John Kanzius devant sa machine qui guérit le cancer et enflamme l’eau de mer. © WPBF-TV

John Kanzius a déjà défrayé la chronique avec sa « machine à guérir le cancer ». Cet autodidacte de la science s'est acharné sur une méthode qui ne semble pas si farfelue, consistant à focaliser des ondes radio sur des tumeurs après avoir introduit dans le corps des nanoparticules métalliques. L'élévation de température affecterait surtout les cellules cancéreuses.

C'est en testant son engin que John Kanzius a découvert... qu'elle pouvait enflammer l'eau de mer ! Voilà de quoi devenir célèbre une seconde fois... On pense de nouveau à un gag mais l'effet semble réel. L'exploit a été filmé et surtout reproduit en laboratoire. L'inventeur a reçu le soutien de Rustum Roy (de la Penn State University), un physicien connu, qui présente sur son propre site la vidéo de l'eau enflammée ainsi que les travaux de John Kanzius.

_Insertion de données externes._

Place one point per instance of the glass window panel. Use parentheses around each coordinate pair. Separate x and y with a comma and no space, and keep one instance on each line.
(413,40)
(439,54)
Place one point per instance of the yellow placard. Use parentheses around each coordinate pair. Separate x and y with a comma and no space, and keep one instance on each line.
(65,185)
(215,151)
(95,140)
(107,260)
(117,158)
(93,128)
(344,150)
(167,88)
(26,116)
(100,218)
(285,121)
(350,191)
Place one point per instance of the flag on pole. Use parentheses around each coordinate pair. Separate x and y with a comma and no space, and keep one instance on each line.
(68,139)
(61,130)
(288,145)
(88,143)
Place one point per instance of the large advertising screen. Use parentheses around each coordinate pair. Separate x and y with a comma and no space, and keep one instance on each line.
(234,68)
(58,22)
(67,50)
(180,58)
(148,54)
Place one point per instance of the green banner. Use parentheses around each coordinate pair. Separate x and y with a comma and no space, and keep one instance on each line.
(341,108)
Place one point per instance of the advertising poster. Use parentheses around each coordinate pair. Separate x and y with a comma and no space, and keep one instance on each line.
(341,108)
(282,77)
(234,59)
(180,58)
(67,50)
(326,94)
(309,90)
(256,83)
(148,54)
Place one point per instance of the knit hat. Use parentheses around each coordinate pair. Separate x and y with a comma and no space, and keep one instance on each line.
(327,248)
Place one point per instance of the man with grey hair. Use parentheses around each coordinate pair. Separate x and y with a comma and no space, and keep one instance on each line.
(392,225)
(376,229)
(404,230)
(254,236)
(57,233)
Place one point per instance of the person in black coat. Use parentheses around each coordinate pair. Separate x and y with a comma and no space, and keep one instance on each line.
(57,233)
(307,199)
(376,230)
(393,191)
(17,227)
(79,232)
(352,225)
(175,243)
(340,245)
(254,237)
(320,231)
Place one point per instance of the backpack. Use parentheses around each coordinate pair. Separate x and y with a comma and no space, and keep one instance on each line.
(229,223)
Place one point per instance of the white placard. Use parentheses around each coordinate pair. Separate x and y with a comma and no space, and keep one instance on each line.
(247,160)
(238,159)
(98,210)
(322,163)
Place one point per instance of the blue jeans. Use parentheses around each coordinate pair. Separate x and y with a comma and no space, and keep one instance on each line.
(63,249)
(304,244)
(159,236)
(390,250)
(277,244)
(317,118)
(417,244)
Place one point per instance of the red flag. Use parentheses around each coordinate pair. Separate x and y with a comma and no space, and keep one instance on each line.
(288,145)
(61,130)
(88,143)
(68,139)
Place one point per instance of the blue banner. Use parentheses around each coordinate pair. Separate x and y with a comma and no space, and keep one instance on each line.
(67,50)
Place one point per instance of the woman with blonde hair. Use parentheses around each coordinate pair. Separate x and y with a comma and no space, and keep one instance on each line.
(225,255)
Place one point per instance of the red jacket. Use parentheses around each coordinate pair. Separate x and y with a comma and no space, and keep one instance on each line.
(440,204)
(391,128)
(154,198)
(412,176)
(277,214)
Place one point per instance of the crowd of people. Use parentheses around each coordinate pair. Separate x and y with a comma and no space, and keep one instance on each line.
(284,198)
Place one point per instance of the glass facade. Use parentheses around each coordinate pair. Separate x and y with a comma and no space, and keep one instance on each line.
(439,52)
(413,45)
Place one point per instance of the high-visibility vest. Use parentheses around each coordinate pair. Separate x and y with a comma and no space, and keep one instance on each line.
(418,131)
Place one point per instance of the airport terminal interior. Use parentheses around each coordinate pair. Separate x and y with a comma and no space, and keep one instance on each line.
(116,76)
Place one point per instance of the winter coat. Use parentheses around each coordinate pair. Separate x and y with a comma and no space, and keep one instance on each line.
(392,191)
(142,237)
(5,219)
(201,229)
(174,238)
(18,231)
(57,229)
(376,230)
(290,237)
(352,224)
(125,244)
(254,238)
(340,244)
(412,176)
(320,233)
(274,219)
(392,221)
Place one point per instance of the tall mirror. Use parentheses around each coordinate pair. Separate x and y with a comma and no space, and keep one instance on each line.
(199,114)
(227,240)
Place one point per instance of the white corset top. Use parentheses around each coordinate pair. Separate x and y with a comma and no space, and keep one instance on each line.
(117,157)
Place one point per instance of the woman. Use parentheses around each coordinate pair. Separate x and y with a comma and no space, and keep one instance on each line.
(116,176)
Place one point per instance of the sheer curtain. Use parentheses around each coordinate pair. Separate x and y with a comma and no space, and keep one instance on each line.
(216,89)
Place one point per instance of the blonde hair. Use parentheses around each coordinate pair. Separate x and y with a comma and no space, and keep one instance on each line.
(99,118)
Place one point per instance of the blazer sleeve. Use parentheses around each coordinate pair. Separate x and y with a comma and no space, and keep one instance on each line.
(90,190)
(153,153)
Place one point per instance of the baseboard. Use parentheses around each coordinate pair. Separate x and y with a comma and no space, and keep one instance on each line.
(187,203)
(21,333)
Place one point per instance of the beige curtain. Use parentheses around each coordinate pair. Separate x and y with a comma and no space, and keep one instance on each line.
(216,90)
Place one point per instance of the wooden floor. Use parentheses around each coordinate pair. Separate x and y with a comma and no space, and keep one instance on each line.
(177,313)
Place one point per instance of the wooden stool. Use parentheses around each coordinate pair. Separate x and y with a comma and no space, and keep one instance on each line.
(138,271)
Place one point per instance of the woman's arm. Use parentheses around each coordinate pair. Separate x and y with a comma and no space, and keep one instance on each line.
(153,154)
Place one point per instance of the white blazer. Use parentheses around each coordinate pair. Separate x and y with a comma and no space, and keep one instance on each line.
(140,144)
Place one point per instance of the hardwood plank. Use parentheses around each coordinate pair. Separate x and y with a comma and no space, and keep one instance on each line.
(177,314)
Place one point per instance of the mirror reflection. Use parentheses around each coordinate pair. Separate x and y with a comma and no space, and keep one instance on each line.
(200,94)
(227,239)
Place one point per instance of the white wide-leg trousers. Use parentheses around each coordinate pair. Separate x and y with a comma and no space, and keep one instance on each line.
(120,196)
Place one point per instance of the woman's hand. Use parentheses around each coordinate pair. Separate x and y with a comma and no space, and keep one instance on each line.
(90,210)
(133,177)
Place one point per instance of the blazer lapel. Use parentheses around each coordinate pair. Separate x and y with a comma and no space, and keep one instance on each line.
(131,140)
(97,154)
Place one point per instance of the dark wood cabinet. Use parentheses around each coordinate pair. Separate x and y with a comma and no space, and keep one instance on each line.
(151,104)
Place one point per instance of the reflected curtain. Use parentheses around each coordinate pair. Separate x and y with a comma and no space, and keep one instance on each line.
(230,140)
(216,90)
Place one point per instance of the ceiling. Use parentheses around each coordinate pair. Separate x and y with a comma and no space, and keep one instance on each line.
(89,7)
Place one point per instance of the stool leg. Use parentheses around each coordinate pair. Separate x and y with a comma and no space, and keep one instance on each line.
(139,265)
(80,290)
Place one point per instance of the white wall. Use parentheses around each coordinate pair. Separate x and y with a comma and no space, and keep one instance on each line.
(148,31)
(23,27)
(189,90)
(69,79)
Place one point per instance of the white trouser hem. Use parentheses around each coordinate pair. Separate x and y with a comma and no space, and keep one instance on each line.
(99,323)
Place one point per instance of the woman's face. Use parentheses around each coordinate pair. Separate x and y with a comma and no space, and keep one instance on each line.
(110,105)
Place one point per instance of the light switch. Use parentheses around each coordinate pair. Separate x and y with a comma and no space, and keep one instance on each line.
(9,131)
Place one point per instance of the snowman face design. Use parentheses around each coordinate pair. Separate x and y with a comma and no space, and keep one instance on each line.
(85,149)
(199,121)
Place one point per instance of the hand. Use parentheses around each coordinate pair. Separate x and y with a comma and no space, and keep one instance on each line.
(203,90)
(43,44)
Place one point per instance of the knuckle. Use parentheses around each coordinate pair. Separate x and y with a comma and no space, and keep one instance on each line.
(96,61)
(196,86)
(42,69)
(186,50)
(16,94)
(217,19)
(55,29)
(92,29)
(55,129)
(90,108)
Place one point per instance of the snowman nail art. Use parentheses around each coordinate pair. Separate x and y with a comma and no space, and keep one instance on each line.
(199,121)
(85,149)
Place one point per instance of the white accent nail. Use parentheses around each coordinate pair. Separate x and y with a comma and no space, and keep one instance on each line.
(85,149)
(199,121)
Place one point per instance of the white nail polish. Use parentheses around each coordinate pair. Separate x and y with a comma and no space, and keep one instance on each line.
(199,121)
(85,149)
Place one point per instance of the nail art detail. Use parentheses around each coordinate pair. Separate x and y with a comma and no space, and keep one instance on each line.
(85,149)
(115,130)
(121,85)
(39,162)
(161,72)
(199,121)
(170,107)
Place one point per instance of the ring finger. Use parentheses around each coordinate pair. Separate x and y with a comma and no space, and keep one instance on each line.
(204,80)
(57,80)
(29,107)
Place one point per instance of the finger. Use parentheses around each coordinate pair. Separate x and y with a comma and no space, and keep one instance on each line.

Les images sont impressionnantes : un tube à essai contenant de l'eau salée et bouché par un rouleau de papier est introduit dans la machine et soumis aux rayonnement micro-ondes. Spontanément, une flamme jaillit et la mèche de papier flambe comme si le liquide dans lequel elle baigne était de l'alcool ou un combustible quelconque. La température atteindrait 1 650 °C.


La preuve par l'image, ou comment enflammer de l'eau de mer...

Fabriquer de l’hydrogène

Bien sûr, ce n'est pas l'eau qui s'enflamme. Selon Rustum Roy, les radiofréquences brisent les liaisons entre les molécules d'eau et les sels présents, libérant l'hydrogène. L'explication du phénomène est loin d'être précise mais c'est bien ce gaz qui s'enflamme. En somme, l'expérience réalise l'équivalent d'une électrolyse, une méthode capable elle aussi de séparer l'hydrogène et d'oxygène de l'eau.

L'eau ne devient nullement un combustible puisqu'il faut de l'énergie pour libérer l'hydrogène, comme dans l'électrolyse. Il en faut même beaucoup et le bilan final est de 76 %, c'est-à-dire que l'énergie récupérée sous forme d'hydrogène représente les trois quarts de l'énergie introduite pour générer les ondes radio. Ce rendement n'est qu'un peu inférieur à celui de l'électrolyse et John Kanzius ne désespère pas de faire mieux...

Mais plutôt que de le brûler directement, comme le font les expérimentateurs sur la vidéo, l'hydrogène pourrait servir à produire de l'électricité dans une pile à combustible, par exemple pour alimenter le moteur électrique d'une voiture. La trouvaille de John Kanzius viendrait alors se ranger aux côtés des multiples techniques envisagées pour faire de l'hydrogène un vecteur universel d'énergie.